There were 4,210 international students registered in the University of Nantes for the year 2018.

| Continent | Partner Universities |
|---|---|
| Africa | 19 |
| America | 52 |
| Asia | 40 |
| Europe | 283 |
| Oceania | 3 |
| Total | 397 |

==Notable faculty==
- François Bonamy (1710–1786 in Nantes) - botanist and physician; regent to the medical faculty, procureur général, academic rector
- Gaston Bouatchidzé (1935, Georgia – 2022) - Georgian-French writer and translator.
- Pascal Salin (born 1939) - economist
- Denis Moreau (born 1967) - philosopher

== Notable alumni ==
- René Laennec (1781) - physician and musician; inventor of stethoscope
- Georges Clemenceau (1841–1929) - Prime Minister of France 1906–1909, 1917–1920
- Gabriel Guist'hau (1863–1931) - politician
- Jacqueline Auriol (1917, Challans, Vendée – 2000) - aviator who set several world speed records
- Annie Brisset - Professor of Translation Studies, Canada
- Jean-Marc Ayrault (born 1950) - Prime Minister of France 2012–2014
- Pierre Bordage (born 1955, La Réorthe, Vendée) - science fiction author
- François Bréda (1956, Romania – 2018) - Romanian essayist, poet, literary critique, literary historian, translator and theatrologist.
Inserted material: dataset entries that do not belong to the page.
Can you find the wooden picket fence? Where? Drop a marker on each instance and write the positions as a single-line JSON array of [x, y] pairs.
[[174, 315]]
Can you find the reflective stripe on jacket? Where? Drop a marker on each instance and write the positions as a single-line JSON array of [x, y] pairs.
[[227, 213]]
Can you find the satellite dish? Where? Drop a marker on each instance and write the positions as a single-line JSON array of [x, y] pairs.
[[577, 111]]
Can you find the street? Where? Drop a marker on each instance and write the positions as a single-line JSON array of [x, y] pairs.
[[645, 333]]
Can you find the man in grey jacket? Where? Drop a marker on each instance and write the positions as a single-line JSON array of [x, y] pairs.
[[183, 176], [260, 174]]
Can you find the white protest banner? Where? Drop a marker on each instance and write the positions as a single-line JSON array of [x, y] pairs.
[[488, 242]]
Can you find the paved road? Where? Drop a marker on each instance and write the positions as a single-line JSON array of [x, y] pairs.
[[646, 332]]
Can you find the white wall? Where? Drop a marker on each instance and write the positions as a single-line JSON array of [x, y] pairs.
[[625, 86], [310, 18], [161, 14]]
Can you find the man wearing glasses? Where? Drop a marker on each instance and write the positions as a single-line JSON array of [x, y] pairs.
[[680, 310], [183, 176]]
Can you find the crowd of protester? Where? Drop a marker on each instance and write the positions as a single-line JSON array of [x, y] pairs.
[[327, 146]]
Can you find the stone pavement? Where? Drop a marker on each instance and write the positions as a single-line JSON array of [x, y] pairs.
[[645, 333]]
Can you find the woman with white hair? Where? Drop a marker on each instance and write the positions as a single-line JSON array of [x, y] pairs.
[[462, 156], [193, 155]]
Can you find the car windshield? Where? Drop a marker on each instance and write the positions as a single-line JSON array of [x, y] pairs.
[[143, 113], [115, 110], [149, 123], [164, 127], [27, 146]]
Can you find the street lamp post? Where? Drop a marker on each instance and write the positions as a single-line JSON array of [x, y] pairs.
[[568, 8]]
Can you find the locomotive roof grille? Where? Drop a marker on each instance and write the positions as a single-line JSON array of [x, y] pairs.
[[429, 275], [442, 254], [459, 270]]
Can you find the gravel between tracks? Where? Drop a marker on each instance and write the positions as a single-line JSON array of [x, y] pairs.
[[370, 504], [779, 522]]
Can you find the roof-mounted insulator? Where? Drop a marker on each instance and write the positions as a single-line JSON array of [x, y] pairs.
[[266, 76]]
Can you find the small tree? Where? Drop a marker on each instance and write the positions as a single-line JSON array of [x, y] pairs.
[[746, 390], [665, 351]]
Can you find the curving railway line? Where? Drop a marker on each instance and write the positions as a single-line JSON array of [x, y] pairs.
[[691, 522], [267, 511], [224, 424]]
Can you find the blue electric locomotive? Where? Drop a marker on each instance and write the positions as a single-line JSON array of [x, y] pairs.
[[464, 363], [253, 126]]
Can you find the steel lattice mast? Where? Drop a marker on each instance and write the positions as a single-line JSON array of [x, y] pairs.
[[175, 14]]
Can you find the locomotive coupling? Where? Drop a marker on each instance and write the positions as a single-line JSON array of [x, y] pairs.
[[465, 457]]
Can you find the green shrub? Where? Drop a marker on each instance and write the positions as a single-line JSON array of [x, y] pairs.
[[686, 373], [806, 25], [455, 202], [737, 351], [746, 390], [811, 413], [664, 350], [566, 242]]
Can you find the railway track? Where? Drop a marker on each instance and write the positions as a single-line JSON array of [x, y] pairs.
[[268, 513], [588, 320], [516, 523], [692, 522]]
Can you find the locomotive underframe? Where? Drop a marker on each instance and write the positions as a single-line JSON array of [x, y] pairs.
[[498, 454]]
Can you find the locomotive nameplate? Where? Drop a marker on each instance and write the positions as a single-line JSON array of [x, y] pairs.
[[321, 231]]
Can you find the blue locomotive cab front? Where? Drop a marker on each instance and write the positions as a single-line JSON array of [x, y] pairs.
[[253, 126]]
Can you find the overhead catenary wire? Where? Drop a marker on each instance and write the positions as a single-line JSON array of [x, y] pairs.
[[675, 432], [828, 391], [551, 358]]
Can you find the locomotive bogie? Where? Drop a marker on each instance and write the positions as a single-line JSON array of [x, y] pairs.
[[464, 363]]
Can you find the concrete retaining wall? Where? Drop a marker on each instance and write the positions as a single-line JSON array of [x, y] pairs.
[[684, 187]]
- Stéphane Le Foll (born 1960, Le Mans) - politician Socialist Party
- Azzedine Bousseksou (born 1964), Franco-Algerian physico-chemist
- Laurent Berger (born 1968 in Guérande, Loire-Atlantique) - trade unionist; general secretary of the French Democratic Confederation of Labour (CFDT)
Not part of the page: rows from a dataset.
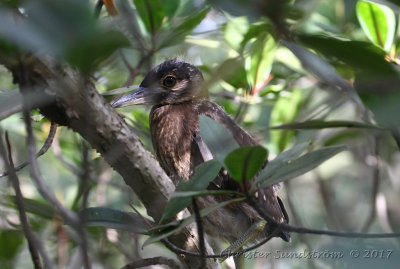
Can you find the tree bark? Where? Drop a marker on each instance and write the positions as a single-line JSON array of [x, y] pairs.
[[74, 102]]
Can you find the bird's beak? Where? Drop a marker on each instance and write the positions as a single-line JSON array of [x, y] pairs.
[[139, 97]]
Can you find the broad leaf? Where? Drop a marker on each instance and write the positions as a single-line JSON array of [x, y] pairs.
[[358, 55], [288, 167], [191, 194], [151, 12], [244, 163], [203, 175], [320, 124], [219, 140], [259, 63], [378, 22]]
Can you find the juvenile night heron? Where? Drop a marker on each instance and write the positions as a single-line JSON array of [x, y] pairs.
[[176, 92]]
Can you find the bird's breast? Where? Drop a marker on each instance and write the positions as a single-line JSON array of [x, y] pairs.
[[173, 128]]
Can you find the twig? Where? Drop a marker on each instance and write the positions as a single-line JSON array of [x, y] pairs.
[[200, 233], [97, 9], [57, 151], [36, 176], [375, 188], [327, 203], [297, 220], [84, 180], [303, 230], [46, 145], [396, 136], [152, 261], [34, 245]]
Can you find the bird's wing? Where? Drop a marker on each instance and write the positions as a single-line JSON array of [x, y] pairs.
[[267, 196]]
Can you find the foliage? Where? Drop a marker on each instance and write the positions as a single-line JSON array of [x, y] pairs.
[[290, 72]]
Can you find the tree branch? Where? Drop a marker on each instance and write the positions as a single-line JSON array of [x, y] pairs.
[[79, 106]]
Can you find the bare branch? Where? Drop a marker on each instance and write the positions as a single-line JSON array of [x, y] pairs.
[[152, 261], [34, 245], [79, 106], [46, 145]]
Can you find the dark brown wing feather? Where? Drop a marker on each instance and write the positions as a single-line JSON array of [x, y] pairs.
[[266, 197]]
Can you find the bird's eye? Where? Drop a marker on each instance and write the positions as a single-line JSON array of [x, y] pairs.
[[169, 81]]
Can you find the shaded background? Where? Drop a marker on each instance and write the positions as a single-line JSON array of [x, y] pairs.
[[268, 63]]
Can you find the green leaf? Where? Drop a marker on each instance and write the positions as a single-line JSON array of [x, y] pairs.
[[177, 34], [152, 14], [10, 243], [219, 140], [357, 54], [244, 163], [85, 55], [320, 124], [191, 194], [288, 167], [167, 230], [170, 7], [259, 64], [378, 22], [114, 219], [203, 175]]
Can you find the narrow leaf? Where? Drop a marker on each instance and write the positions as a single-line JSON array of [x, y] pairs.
[[319, 124], [203, 175], [244, 163], [177, 226], [191, 194], [287, 169], [177, 34], [219, 140], [114, 219]]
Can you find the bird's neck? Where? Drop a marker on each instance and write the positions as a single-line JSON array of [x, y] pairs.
[[173, 128]]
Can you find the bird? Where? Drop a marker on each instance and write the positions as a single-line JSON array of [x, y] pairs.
[[177, 92]]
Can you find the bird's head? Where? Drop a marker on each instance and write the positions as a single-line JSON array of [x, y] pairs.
[[171, 82]]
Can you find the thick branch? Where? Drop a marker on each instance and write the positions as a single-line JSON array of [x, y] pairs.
[[80, 107]]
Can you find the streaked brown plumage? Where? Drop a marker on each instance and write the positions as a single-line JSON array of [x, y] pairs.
[[175, 90]]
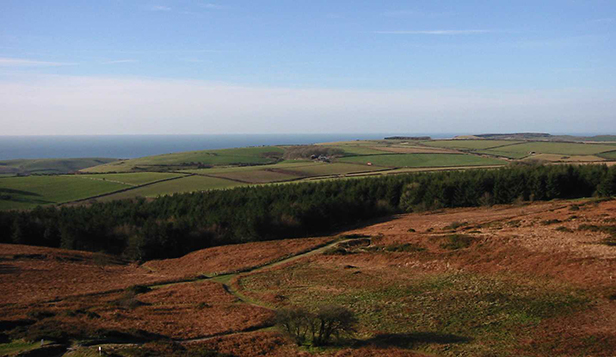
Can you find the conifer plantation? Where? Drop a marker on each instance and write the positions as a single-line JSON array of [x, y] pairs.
[[172, 226]]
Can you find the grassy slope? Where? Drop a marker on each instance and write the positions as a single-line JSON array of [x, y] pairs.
[[251, 155], [50, 166], [469, 144], [185, 184], [136, 178], [28, 192], [502, 153], [611, 155], [424, 160], [558, 148]]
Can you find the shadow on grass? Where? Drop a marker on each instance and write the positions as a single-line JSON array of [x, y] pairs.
[[411, 340]]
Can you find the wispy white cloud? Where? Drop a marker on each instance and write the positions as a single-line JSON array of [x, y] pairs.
[[435, 32], [212, 6], [21, 62], [413, 13], [121, 61], [160, 8], [93, 105], [333, 16], [602, 21]]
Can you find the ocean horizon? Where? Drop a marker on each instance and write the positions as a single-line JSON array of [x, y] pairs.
[[132, 146]]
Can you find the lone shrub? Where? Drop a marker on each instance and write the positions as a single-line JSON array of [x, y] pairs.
[[328, 322], [295, 322], [332, 321]]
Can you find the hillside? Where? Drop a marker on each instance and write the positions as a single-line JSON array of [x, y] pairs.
[[530, 279], [50, 166], [205, 170]]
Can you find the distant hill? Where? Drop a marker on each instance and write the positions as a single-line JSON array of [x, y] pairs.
[[50, 166], [541, 137]]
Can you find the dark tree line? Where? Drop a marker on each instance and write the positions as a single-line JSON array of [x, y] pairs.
[[171, 226]]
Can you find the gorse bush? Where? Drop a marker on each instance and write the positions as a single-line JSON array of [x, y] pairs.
[[171, 226]]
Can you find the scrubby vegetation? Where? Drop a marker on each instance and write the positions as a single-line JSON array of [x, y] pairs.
[[307, 151], [175, 225], [318, 328]]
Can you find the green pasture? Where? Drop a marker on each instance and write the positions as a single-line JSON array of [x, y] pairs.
[[558, 148], [358, 150], [50, 166], [424, 160], [134, 179], [468, 144], [502, 153], [31, 191], [259, 175], [610, 155], [250, 155], [181, 185]]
- Sylvie Tellier (born 1978) - television personality, businesswoman, and beauty pageant titleholder who was crowned Miss France 2002
- Yvonne Okoro (born 1984, Nigeria) - Ghanaian-Nigerian actress
- Clément Nyaletsossi Voule (born in Togo) - diplomat and jurist.
- Jean-Marc Coicaud - legal and political theorist
- Sarah El Haïry - politician
- Nikolas Weinstein (born 1968), American glass artist
- Yasir Nawab – Vice-Chancellor of the University of Kamalia.